Pendant mes années de consultant, j'avais un collègue, A-kun, qui était le chouchou de plusieurs dirigeants. On lui confiait en priorité les projets intéressants, il était invité aux dîners avec les grosses pointures, et même après être devenu indépendant, il continuait à recevoir des recommandations. Il bénéficiait d'un "traitement de faveur" dans le bon sens du terme.
- Après tout, être apprécié des personnes influentes n'a que des avantages : on vous confie un travail à forte visibilité, facile à évaluer, et vos entretiens d'évaluation se passent bien (en théorie, le favoritisme est mal vu en RH, mais c'est comme ça que le monde fonctionne). Même avec le même effort, les résultats obtenus sont complètement différents.
- En tant que personne souhaitant travailler efficacement (bon "cospa"), la "compétence du traitement de faveur" était bien plus désirable pour moi que la pensée logique ou d'autres cadres. J'ai donc demandé son secret à A-kun, et il m'a donné cinq conseils.
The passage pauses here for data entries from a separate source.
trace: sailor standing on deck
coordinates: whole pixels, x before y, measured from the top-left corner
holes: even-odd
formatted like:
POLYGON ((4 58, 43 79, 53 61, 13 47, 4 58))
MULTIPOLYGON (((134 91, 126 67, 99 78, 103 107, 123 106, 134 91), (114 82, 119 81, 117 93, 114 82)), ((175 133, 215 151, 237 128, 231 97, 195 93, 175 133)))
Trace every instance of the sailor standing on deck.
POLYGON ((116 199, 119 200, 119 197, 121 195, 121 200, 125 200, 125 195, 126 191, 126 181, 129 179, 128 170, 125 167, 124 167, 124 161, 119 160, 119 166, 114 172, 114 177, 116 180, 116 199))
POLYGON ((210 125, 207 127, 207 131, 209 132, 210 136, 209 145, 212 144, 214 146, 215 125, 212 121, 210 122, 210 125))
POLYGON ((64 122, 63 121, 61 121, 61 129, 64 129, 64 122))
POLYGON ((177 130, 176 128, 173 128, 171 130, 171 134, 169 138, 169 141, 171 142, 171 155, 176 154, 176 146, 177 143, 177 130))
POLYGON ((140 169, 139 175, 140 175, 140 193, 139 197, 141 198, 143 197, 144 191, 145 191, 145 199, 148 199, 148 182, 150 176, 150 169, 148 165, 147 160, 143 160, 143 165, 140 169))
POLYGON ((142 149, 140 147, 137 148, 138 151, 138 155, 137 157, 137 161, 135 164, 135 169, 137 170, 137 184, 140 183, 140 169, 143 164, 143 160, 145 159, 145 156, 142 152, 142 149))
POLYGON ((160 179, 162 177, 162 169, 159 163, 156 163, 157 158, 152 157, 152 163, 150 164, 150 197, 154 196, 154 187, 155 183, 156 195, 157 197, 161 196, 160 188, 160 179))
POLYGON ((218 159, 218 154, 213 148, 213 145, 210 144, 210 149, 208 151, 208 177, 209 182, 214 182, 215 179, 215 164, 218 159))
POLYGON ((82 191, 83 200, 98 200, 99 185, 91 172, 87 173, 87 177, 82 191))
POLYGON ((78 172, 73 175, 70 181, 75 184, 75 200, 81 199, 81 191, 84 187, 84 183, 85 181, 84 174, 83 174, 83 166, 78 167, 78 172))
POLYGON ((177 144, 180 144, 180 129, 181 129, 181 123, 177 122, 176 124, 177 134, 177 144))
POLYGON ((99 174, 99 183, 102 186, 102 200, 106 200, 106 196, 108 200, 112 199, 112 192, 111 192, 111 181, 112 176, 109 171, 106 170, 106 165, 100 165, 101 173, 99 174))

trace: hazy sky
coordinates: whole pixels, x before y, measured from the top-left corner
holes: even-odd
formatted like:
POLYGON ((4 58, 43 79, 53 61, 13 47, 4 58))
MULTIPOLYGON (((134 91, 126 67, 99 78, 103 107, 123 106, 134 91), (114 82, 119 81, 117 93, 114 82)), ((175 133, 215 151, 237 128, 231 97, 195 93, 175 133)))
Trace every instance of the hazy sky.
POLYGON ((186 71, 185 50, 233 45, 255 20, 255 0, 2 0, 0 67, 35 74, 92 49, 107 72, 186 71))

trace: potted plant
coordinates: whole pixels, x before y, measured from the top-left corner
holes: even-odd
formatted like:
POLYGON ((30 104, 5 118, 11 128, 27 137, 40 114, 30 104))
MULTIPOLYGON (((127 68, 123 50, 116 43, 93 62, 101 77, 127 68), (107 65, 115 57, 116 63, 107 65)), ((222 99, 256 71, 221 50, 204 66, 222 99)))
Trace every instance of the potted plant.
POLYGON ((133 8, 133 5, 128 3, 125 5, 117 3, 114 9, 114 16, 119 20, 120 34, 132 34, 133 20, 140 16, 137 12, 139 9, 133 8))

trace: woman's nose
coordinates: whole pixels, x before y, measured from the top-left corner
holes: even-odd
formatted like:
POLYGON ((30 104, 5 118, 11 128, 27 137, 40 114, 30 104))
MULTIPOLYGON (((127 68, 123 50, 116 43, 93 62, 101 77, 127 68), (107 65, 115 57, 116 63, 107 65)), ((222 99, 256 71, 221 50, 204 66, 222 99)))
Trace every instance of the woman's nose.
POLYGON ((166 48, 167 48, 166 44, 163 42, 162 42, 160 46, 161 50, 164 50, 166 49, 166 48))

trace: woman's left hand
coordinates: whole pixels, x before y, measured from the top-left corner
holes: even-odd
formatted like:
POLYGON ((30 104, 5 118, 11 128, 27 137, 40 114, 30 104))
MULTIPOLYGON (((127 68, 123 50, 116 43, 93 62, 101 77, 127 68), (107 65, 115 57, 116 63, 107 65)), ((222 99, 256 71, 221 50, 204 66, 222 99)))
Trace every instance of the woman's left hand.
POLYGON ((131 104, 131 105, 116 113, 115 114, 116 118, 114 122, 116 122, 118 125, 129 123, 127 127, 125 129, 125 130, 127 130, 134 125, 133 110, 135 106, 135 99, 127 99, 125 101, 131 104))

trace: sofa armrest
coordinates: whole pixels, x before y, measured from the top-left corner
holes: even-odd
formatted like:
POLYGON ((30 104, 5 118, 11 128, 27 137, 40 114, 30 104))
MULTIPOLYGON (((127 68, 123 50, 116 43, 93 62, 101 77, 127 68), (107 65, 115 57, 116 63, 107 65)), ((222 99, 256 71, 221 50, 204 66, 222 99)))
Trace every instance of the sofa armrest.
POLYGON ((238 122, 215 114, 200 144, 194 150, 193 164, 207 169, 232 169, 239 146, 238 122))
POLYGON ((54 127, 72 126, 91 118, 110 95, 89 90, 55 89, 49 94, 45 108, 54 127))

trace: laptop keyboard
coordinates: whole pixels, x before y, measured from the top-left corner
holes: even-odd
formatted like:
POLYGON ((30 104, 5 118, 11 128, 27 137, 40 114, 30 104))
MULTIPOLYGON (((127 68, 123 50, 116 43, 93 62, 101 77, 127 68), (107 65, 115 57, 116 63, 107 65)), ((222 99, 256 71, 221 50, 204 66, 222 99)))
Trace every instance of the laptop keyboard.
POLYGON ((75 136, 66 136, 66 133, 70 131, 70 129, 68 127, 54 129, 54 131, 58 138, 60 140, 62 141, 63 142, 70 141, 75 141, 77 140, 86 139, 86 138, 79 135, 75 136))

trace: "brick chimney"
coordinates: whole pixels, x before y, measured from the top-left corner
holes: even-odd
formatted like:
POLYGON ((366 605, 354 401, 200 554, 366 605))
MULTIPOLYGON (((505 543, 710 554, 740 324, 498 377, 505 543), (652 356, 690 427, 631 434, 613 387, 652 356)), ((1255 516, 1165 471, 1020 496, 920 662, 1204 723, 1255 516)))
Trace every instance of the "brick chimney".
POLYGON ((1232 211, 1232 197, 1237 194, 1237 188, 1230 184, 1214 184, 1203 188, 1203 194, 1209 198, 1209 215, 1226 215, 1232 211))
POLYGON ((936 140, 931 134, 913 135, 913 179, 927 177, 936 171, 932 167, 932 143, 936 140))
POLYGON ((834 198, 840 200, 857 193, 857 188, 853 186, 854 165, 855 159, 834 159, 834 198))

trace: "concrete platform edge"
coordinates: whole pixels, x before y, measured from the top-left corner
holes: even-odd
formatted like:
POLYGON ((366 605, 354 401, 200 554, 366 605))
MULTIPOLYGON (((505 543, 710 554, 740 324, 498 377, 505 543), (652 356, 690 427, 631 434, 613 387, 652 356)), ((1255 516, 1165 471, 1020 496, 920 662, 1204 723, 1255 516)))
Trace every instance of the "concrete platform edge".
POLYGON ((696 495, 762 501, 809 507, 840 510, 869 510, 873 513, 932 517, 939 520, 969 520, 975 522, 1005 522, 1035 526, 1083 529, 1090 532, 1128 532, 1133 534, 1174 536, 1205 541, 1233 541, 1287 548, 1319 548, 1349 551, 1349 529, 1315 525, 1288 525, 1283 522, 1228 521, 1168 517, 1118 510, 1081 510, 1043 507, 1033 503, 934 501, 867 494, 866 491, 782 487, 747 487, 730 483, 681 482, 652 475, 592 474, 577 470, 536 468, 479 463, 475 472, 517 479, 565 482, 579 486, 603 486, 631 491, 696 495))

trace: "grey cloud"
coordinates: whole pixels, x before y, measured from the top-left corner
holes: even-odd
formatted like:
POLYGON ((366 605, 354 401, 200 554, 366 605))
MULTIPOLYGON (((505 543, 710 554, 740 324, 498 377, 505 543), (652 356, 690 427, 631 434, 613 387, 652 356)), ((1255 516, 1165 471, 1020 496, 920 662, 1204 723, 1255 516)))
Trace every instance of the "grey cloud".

- J'ai essayé ces cinq conseils sur plusieurs projets et dans différentes entreprises, et ils ont vraiment fonctionné : j'étais le premier à être appelé pour divers projets, on me racontait des histoires officieuses, on m'autorisait à changer de service comme je le souhaitais, on me donnait des marges de manœuvre et de l'autorité, et on me présentait des projets même après être devenu indépendant.
① Possédez des compétences rares dont vos supérieurs ont besoin
- Tout d'abord, vous devez leur faire penser : "Cette personne est utile." Les mots-clés sont "bénéfice" et "unicité". Si vous faites le travail qu'ils veulent (bénéfice) et que vous êtes le seul à pouvoir le faire (unicité), ils vous valoriseront naturellement. Même si votre façon de travailler est un peu relâchée, ils préféreront vous garder plutôt que vous perdre, donc ils vous accorderont un traitement de faveur, en pensant : "Bon, je suppose qu'il faut s'adapter à ce type."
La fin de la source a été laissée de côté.